Account Deactivation
User.isActive controls whether a user can keep using the system. If inactive, the auth filter returns:
{ "error": "User account is deactivated." }Required Password Change
Manager-created users can be forced to change password through User.requirePasswordChange. If set, all routes except password change are blocked with:
{
"error": "Password change required.",
"code": "PASSWORD_CHANGE_REQUIRED"
}WebSocket Architecture
WebSocket endpoint:
/wsThe backend uses STOMP with a broker relay:
/topic
/queueRabbitMQ STOMP relay is configured with:
host = spring.rabbitmq.host
port = 61613
login = spring.rabbitmq.username
passcode = spring.rabbitmq.passwordClients pass the JWT in the STOMP CONNECT native header:
Authorization: Bearer <jwt>WebSocketConfig extracts the user email from the token and sets the WebSocket principal. This is important because personal driver updates use:
convertAndSendToUser(driverEmail, "/queue/updates", order)WebSocket Topics
| Topic | Audience | Purpose |
|---|---|---|
/topic/branch.{branchId}.manager | Branch dashboard | Order updates for a branch. |
/topic/delivery.global.unassigned | Delivery drivers | Global pool of unassigned orders. Uses wsAction as ADD or REMOVE. |
/user/queue/updates | Individual delivery driver | Personal assigned-order updates. |
Important: the existing older delivery doc used slash-style topics. The current code uses dot-style topic names for RabbitMQ topic exchange compatibility.
Redis Responsibilities
Redis is used for three different purposes:
| Purpose | Key/cache | Notes |
|---|---|---|
| Restaurant branch GEO index | restaurant:locations | Stores active branch IDs by coordinates for nearby discovery. |
| Dashboard restaurant cache | dashboardRestaurants | Five-minute cache in non-dev profile. |
| Branch menu cache | branchMenus | Two-hour cache in non-dev profile. |
| Distance matrix cache | distanceMatrix | Key includes branch, rounded user location, and provider. |
| User profile cache | userProfileCache | Five-second micro-cache. |
| Live driver location | driver_loc:{driverId} | JSON payload with one-hour TTL. |
Location and Routing Strategy
Restaurant discovery uses a two-stage design:
- Redis GEO narrows candidate branches within the system maximum delivery radius of 8 km.

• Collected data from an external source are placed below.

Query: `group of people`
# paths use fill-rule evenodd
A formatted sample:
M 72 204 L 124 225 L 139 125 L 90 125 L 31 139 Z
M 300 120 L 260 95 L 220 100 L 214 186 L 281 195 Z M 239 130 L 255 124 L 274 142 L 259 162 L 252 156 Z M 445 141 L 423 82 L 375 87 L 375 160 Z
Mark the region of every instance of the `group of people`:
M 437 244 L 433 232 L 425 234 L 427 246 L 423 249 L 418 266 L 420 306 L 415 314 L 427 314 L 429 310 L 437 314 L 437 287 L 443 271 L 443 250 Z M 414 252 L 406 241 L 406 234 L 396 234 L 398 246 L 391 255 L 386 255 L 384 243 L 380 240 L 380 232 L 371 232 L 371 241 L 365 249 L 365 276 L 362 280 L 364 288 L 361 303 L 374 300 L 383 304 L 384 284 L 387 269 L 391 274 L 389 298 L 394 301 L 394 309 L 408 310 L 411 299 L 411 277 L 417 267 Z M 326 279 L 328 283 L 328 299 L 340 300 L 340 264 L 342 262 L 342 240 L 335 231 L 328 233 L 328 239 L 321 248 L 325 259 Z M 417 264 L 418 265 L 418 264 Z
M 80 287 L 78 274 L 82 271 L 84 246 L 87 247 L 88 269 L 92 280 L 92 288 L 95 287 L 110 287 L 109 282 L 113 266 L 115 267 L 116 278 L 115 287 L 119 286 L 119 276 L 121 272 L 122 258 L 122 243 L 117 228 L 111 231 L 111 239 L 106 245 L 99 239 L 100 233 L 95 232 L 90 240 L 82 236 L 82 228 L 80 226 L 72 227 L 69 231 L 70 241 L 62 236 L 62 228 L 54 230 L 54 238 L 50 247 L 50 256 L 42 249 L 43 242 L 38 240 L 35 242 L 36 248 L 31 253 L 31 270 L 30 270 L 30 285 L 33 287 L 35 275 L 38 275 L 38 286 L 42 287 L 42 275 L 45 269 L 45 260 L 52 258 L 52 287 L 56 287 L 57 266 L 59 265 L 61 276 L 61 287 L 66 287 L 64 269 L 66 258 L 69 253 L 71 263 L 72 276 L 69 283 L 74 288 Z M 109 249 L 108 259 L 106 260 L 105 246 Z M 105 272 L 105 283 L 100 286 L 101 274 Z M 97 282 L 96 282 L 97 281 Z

- Database queries and route calculations decide which restaurants/branches are actually deliverable and how they should be sorted.
Route providers:
| Provider enum | Implementation | Use |
|---|---|---|
HIGH_ACCURACY | Google Distance Matrix | Precise single route calculations, especially checkout. |
STANDARD | OpenRouteService matrix | Cheaper/on-premise bulk route calculations. |
The pricing service calculates:
- deliverability,
- delivery fee,
- delivery time range,
- road distance,
- route duration.
Image Storage
The backend uploads images to AWS S3 and stores URLs in PostgreSQL. It does not store raw image bytes in the database.
CloudFront is configured through:
aws.cloudfront.domain=...Thumbnailator is included and should be used where images need resizing/compression before upload.
Internal Jobs
Internal job endpoints are protected by:
X-Internal-Secret: <app.internal-job-secret>The current internal jobs:
- Daily reset for order counts.
- Payment cleanup for expired pending payments.
Use an external scheduler, cron, cloud job, or Kubernetes CronJob to call these endpoints.